She lurched forward in her seat, turned to look at Jacob before attempting to focus on the road again.

"AND YOU'RE TO BLAME!" managed to catch her by surprise too, even though she knew the song well enough to know what came....

"DARLIN YOU GIVE LOOOOVE A BAD NAAME!"

Bella collapsed into giggles, clutched at the wheel, wheezed "What the hell was _that?_"

Jacob smiled, tried and failed to stretch his arms up in the confined space. "Your music, Miss Swan."

He carried on as best he could, mostly wailing with the guitar parts, accompanying himself on his very own imaginary instrument.

Yes, _really. _

Bella burst out laughing again.

"Jacob," she spluttered, "Stop it or I'll crash this car and I'll kill us both. Possibly not by accident."

She was laughing so hard there were tears on her cheeks and her whole body shook like the radio was actually on, like it was on and the volume was at maximum and the whole car was thrumming, and Jacob shut up, because his job was done.

He grinned.

When he sat back again, he realized he hadn't been holding onto the seatbelt while he'd been entertaining Bella.

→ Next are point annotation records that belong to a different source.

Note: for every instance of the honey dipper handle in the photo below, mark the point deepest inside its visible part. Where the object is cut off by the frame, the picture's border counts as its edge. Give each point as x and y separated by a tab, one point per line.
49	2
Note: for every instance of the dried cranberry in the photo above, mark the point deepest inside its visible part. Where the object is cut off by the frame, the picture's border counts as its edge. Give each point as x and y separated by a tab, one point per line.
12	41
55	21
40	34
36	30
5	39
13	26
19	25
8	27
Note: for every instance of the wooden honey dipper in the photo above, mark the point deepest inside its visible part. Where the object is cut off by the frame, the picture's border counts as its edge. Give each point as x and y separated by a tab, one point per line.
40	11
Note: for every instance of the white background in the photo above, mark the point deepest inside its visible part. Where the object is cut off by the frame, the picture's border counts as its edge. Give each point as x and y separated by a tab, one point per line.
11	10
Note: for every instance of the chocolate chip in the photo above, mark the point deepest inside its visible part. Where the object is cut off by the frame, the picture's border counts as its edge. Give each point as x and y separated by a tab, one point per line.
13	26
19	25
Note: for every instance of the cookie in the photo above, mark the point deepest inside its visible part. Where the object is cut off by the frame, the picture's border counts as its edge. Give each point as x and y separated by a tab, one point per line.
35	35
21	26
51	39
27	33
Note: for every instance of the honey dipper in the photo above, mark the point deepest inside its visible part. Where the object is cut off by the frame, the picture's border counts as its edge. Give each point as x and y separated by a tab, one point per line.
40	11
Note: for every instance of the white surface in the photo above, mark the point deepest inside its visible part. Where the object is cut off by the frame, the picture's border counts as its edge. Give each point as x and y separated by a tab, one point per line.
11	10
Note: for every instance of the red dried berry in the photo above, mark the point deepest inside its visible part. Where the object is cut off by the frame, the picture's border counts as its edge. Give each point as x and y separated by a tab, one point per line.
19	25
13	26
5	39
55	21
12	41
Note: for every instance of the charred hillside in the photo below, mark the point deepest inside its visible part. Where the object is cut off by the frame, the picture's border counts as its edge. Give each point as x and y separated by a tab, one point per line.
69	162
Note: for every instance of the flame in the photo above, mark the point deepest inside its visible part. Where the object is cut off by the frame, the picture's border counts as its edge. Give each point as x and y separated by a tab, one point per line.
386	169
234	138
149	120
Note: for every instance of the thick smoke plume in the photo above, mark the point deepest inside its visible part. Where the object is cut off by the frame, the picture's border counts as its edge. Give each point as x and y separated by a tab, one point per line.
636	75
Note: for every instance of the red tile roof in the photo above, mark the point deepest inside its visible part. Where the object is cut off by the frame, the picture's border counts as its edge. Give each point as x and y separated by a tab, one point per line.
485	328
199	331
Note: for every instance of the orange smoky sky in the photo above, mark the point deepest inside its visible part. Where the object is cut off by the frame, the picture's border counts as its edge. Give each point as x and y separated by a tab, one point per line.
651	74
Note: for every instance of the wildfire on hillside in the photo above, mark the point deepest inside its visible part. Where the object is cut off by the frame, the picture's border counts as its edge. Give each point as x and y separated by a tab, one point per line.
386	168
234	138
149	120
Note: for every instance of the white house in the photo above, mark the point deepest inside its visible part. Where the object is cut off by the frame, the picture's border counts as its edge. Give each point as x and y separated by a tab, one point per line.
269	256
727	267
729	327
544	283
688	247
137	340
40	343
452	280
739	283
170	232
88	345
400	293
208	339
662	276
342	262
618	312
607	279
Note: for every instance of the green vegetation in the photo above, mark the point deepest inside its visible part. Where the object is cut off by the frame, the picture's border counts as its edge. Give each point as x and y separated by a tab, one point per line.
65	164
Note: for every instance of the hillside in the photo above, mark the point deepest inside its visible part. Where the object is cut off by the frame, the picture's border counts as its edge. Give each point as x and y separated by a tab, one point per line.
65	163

He grabbed hold of it again, looked out the window.

* * *

That night they slept under the stars. Bella had to withdraw more cash to buy blankets, food and water, and it made her edgy, so, again, she took out as much as her daily limit would allow, and they drove for another four hours in darkness, back the way they'd come. Finally they found a secluded area that appeared to be all nature, no man, and set up camp.

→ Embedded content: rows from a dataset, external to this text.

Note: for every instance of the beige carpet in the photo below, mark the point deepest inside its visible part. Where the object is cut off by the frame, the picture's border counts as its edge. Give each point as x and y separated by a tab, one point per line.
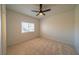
40	46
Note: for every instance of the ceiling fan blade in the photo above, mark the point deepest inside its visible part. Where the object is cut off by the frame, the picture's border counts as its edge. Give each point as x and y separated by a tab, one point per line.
44	14
40	6
34	11
46	10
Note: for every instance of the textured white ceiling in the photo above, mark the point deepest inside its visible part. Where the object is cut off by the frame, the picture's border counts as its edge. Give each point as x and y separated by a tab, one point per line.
26	9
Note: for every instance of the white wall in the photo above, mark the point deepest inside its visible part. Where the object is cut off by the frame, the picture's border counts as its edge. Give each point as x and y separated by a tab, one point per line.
59	27
77	28
0	31
14	34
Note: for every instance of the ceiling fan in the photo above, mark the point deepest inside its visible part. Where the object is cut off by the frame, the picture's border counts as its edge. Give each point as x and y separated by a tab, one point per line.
40	11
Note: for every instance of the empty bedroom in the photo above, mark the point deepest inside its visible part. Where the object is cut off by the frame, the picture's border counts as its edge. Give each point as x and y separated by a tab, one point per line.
42	29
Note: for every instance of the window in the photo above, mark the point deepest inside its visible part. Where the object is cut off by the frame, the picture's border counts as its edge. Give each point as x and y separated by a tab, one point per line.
28	27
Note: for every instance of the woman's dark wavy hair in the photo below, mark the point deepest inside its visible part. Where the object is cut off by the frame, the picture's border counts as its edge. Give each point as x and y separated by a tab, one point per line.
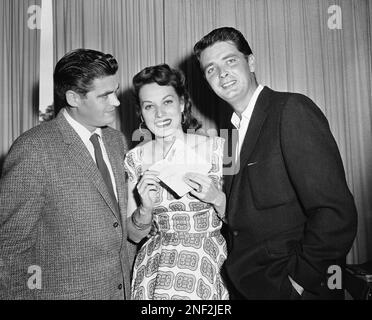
163	75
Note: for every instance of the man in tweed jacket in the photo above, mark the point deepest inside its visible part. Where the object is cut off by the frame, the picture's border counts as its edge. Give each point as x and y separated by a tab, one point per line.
62	234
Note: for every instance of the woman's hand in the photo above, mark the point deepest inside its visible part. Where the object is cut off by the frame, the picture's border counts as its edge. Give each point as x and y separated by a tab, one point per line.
147	188
205	190
203	187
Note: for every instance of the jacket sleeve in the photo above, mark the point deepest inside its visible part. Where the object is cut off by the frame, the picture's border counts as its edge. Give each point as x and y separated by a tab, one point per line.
316	171
21	204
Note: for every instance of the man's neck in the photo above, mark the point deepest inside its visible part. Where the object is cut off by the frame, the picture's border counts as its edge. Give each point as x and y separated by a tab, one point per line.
240	107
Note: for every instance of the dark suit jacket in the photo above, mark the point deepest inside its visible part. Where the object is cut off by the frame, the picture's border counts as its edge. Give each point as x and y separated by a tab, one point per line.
56	213
289	209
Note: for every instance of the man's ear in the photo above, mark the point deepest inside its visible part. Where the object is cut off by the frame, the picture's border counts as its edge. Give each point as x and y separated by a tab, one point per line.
73	98
251	63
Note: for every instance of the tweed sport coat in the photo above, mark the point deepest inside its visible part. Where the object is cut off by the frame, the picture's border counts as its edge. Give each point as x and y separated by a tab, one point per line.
56	216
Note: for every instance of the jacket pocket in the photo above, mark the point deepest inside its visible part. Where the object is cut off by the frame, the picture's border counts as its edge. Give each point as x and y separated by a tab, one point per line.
269	182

Camp was a blanket – two for Bella, Jacob didn't want his, which made Bella frown and think about things that scared her - and a bag of Cheetos.

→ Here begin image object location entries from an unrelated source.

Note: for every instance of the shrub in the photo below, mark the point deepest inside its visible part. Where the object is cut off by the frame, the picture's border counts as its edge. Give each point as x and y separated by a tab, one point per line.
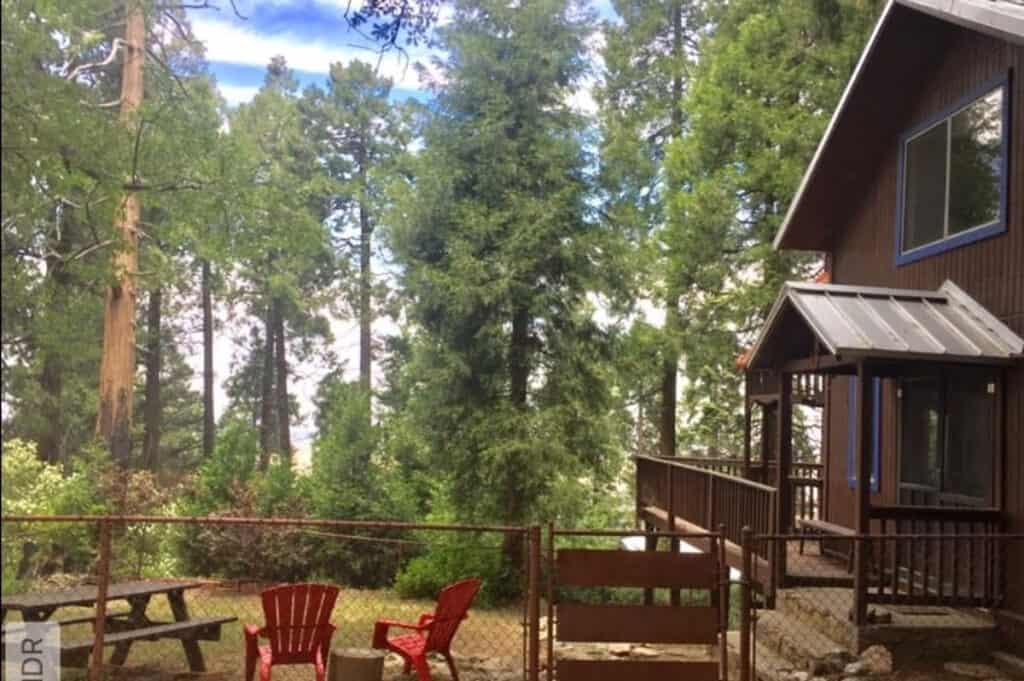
458	556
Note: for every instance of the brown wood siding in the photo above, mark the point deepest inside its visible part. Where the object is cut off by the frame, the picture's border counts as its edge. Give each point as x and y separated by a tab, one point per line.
990	270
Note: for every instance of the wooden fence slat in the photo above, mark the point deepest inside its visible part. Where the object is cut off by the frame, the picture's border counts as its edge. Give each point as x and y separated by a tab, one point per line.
594	567
636	670
623	624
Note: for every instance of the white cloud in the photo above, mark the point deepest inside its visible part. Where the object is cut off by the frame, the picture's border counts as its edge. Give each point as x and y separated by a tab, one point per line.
237	94
229	43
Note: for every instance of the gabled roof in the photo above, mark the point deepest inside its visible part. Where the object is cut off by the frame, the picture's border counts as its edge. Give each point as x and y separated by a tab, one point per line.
907	40
853	322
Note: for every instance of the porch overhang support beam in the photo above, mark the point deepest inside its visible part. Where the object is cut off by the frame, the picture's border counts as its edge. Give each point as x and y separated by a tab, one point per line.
783	465
863	453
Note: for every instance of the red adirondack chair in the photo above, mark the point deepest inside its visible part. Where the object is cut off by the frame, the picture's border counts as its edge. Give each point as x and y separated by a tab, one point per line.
298	628
433	633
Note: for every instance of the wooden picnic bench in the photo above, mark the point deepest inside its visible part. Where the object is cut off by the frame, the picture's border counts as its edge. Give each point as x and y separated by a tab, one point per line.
122	629
821	529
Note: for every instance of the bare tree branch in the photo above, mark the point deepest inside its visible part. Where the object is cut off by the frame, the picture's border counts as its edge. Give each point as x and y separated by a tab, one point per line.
115	47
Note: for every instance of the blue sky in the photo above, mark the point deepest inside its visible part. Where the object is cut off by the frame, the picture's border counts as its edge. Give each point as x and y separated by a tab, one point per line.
311	35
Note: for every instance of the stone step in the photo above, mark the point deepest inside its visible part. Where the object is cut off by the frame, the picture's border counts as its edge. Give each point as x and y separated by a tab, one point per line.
768	666
824	609
1010	664
795	638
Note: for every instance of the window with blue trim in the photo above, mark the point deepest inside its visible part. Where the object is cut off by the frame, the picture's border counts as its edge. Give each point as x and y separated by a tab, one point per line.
952	186
851	452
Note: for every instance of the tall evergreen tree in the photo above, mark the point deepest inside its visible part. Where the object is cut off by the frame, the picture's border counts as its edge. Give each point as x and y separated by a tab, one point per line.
648	55
499	254
358	135
768	77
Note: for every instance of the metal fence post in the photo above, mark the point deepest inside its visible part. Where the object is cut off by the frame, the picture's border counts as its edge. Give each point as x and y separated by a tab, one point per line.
551	601
534	605
745	605
102	583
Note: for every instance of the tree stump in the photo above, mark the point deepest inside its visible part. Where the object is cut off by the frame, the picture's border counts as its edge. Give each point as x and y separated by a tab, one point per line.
356	665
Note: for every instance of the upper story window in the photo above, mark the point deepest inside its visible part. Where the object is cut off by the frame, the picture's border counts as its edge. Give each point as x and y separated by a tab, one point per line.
953	177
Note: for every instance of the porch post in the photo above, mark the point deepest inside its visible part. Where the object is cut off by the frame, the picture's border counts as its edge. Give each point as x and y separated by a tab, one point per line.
783	463
748	420
863	453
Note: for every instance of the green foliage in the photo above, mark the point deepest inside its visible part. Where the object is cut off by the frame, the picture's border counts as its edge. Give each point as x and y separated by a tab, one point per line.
232	464
507	366
458	557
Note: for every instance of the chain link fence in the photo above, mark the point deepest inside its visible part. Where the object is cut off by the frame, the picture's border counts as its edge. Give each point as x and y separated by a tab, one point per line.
202	579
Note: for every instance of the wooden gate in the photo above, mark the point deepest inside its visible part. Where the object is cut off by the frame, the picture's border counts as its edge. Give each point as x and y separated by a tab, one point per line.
704	577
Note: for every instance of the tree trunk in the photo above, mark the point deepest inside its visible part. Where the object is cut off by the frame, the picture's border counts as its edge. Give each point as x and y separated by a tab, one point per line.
518	356
209	432
51	381
51	445
153	411
281	359
366	283
519	387
118	365
670	366
266	392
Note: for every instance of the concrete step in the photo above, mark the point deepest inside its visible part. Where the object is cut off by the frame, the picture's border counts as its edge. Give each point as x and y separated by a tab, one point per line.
824	609
1010	664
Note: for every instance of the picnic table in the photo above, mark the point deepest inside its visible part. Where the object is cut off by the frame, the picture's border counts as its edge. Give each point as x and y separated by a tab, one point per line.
122	628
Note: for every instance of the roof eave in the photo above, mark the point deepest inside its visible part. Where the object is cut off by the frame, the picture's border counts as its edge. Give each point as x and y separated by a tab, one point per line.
777	244
988	17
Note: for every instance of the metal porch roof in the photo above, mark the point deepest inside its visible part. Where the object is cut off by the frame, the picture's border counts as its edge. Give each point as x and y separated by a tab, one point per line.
862	322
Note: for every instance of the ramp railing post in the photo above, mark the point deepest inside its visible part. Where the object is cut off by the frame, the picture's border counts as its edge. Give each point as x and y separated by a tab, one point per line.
745	604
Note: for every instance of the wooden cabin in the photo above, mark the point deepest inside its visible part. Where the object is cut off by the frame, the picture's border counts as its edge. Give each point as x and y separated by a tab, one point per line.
911	351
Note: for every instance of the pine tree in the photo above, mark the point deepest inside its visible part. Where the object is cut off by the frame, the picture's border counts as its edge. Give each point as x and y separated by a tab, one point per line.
499	254
648	55
358	134
767	79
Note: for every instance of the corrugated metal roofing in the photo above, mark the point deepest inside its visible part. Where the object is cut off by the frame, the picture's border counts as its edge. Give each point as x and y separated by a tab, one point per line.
945	325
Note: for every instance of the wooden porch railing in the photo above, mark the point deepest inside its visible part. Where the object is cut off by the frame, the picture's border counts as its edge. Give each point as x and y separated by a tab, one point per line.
806	484
706	498
936	555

Bella counted seventeen mosquito bites the next day – all on her, of _course._ Jacob could barely resist making a joke about how apparently bloodsuckers of all shapes and sizes were into her.

He did though – resist. He told himself to grow up, that he was more _himself_ now, not more a complete dick.

* * *

They drove for three days after that, three and a half, really four all up. They only stopped for food and water, and they slept, whenever possible, out in the open – armed with mosquito repellent on hand though, Bella had learned her lesson.

They paid one visit to a bank, so that Bella could withdraw everything in her savings account at once. She had to present her ID, and wait while they checked and verified all sorts of things she knew nothing about. It was a nerve-wracking experience. On the way back to the car, a police vehicle passed them on the street. It slowed. Bella nearly had a heart attack.

That evening they doubled back again, drove six hours in the direction of home before bed.

* * *

They stopped in San Francisco, because Bella was tired of being on the road and not knowing when to stop, and she decided that San Francisco was as good a place as any to go unnoticed.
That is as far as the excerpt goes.